# 65 gallon sanchezi planted tank



## Guru (Apr 20, 2004)

This is what my tank looked like in february when i moved and had to start my tank all over. 
This photo is from february 20, most of the other plants didnt survive the move, as you can see all the plants did not look so well, but at the time they were the best i had left.

View attachment 104368


This photo is from March 26.

View attachment 104370


These photos are from today.

Enjoy.









View attachment 104371


View attachment 104372


View attachment 104373


View attachment 104374


View attachment 104375


My newest plant is the Tiger Lotus, it should get big pretty fast from what I heard.

View attachment 104376


Heres a full tank shot.

View attachment 104377


----------



## HumanBurger (Jan 11, 2006)

holy crap... now thats progress!!!

real nice job man, your sanchezi's colors are just as stunning as the tank...

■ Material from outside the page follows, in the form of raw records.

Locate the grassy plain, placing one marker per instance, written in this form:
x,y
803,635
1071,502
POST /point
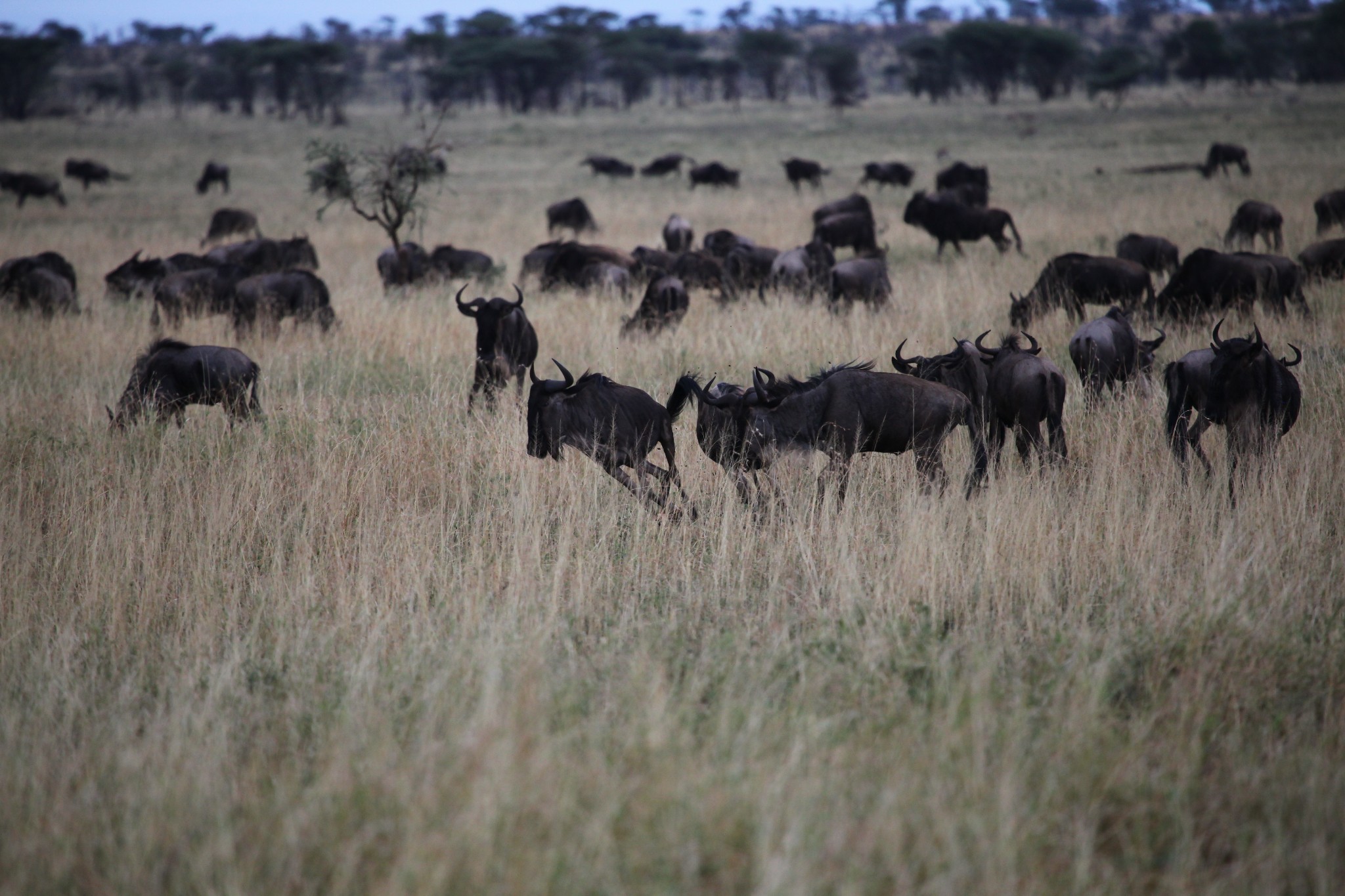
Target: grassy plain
x,y
372,647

thanks for the progressive shots man...


----------



## bmpower007 (Feb 11, 2005)

Nice setup, perfect for the sanchezi.


----------



## killerbee (Aug 18, 2004)

Thats alot of growth, ver good job. Are you using CO2?


----------



## DiPpY eGgS (Mar 6, 2005)

Excellent job growing out your plants!

Looks great! Plants look very healthy!


----------



## erw333n (Mar 19, 2006)

wow nice tank, and sanchezi. i hope the tiger lotus grows fast


----------



## 2PiRaNhA~2FuRrY (Nov 1, 2005)

dam!! i'm so jealous


----------



## DiPpY eGgS (Mar 6, 2005)

The Hygrophila polysperma 'sunset' looks great!


----------



## Guru (Apr 20, 2004)

killerbee said:


> Thats alot of growth, ver good job. Are you using CO2?


Yes, this tank is running two hagen co2 systems, I am also using excell to help. I find that this system is inconsistent with the amount of co2 being delivered.
I'm planning on getting pressurized co2 and a ph controller very soon, i think it will help and make things easier once i have it going.


----------



## Guru (Apr 20, 2004)

erw333n said:


> The Hygrophila polysperma 'sunset' looks great!

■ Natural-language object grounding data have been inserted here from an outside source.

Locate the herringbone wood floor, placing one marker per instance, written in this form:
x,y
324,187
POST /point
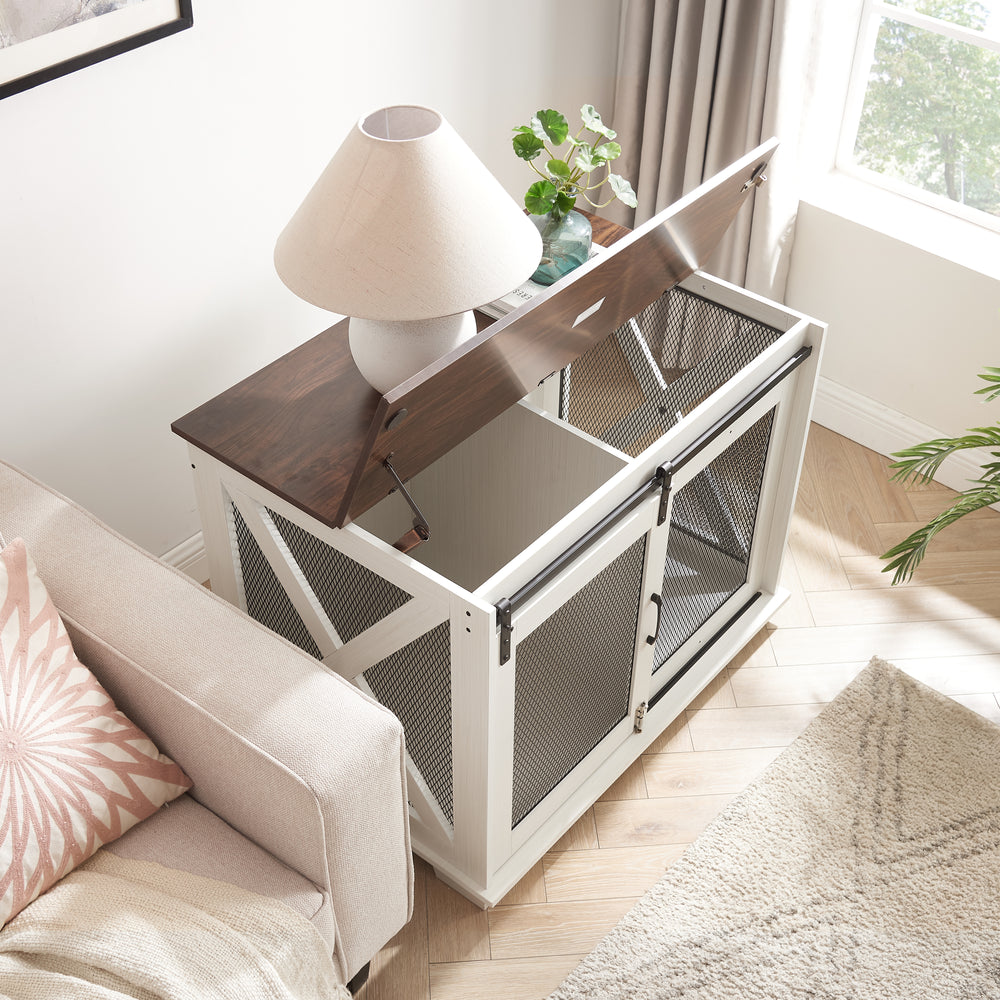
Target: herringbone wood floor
x,y
942,628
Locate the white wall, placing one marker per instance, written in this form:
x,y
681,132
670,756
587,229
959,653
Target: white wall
x,y
142,197
913,304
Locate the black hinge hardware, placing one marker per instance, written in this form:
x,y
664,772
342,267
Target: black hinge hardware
x,y
640,717
657,599
421,529
507,606
505,613
664,475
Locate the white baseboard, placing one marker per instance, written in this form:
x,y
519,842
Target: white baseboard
x,y
189,557
885,430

Yea it seems like each time I trim the tops off, the better and bushier it looks.


----------



## erw333n (Mar 19, 2006)

ooooo nice tank and fish!!!!
what kind of lighting are you using? i might try a heavily planted tank myself


----------



## killerbee (Aug 18, 2004)

Nuggs said:


> Thats alot of growth, ver good job. Are you using CO2?

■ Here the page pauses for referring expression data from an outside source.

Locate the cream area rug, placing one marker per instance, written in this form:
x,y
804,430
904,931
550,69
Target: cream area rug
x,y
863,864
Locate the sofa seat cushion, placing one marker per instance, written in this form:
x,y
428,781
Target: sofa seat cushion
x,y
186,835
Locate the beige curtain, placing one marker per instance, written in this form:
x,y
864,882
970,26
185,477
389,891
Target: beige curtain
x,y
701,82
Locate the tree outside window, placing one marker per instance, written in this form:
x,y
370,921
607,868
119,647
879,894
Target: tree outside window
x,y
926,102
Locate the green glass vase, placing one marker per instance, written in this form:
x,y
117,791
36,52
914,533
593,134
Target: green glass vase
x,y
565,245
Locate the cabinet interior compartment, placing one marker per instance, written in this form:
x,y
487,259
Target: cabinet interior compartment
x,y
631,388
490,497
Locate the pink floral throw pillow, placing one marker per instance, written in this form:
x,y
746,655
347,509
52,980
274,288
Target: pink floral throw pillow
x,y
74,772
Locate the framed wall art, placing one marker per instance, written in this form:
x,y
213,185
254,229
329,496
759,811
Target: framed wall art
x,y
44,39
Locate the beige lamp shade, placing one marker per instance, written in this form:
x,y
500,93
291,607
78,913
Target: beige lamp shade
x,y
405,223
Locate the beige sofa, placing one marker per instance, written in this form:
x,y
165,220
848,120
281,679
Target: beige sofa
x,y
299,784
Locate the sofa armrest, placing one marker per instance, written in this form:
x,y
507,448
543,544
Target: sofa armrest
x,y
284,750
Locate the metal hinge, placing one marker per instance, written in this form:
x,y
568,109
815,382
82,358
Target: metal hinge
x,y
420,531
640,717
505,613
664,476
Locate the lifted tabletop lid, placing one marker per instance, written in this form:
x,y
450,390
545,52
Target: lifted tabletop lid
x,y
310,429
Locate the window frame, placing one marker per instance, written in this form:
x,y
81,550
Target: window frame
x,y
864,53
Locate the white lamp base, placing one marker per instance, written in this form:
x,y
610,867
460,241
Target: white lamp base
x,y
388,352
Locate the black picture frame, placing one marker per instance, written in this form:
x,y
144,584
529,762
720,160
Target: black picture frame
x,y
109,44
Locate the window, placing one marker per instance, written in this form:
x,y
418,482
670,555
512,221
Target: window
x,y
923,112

Yes, this tank is running two hagen co2 systems, I am also using excell to help. I find that this system is inconsistent with the amount of co2 being delivered.
I'm planning on getting pressurized co2 and a ph controller very soon, i think it will help and make things easier once i have it going.
[/quote]

That is what i thought. I might have to jump into pressurized co2 in the future as well. Your sanchezi is beautiful, can't wait till mine grows that big. Mine is starting to get fat


----------



## werdna (Mar 15, 2005)

OMG





















ur amazing


----------